この感情は自分自身でどうにかして、昇華しなければならないものだ。遼太郎の前で泣いて、この感情を打ち明けてしまったら、きっと遼太郎は自分のことを二の次にしてしまう。
「先の事ばかり考えて、くよくよしてたらダメよ」
この感情に捉われてばかりいたら、今目の前にある大事なことを見失ってしまう。
「とにかく今晩は、一緒にいられるんだから……」
今は、遼太郎と一緒にいられる貴重な時間を大切にしようと思った。
みのりは膝を抱えたまま、時計を見上げた。
〝二次会〟と言っても、普通の宴会の一次会が終わるのは、夜の九時くらいになるだろうか。
——あと三時間もあるじゃない……。
遼太郎の言う通りにゆっくり休んでいたら、ずっと悶々としてしまう。何かをして気を紛らわせなければ、三時間は長すぎる。

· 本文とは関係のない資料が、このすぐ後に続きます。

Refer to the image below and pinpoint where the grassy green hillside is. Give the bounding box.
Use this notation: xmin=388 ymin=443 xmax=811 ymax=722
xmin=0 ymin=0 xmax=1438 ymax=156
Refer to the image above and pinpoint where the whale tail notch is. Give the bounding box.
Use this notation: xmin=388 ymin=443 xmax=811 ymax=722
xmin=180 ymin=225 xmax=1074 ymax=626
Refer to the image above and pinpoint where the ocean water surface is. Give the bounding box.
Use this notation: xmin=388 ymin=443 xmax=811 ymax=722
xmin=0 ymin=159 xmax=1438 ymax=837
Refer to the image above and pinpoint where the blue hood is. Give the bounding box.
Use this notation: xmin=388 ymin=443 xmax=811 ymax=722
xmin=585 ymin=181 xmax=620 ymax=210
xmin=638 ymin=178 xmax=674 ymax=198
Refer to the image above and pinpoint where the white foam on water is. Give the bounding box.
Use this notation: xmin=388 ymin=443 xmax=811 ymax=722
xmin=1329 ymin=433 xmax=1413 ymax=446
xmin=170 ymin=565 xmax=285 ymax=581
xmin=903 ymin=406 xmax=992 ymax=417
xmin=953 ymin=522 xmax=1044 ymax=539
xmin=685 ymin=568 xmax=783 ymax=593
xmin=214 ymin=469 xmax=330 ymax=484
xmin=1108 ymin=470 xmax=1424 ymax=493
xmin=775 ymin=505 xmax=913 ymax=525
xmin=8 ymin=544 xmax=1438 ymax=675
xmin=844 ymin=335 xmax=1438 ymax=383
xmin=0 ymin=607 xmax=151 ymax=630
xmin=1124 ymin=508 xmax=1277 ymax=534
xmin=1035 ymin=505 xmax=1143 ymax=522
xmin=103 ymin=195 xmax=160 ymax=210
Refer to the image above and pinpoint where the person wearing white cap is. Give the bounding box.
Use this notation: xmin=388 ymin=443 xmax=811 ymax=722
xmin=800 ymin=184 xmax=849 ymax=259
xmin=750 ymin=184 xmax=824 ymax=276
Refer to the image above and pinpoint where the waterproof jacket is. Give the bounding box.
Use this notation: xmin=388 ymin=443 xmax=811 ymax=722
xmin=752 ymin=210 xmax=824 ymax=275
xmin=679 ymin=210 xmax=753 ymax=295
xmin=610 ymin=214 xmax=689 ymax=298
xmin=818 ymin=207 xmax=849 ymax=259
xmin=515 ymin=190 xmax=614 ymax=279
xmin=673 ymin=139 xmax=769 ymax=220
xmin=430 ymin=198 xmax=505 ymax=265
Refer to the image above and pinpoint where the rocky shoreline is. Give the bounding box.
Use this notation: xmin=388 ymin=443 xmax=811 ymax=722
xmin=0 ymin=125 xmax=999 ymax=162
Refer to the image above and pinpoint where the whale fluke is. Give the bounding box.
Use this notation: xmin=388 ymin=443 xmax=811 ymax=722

みのりは気を取り直して立ち上がり、自分のための夕食を作り始めた。
三時間が経った。
その間、みのりは夕食を作って食べ、それを片付けて、それからお風呂にも入った。パジャマの上からロングカーディガンを羽織り、何をするでもなく、居間にジッと座って遼太郎を待つ体制になる。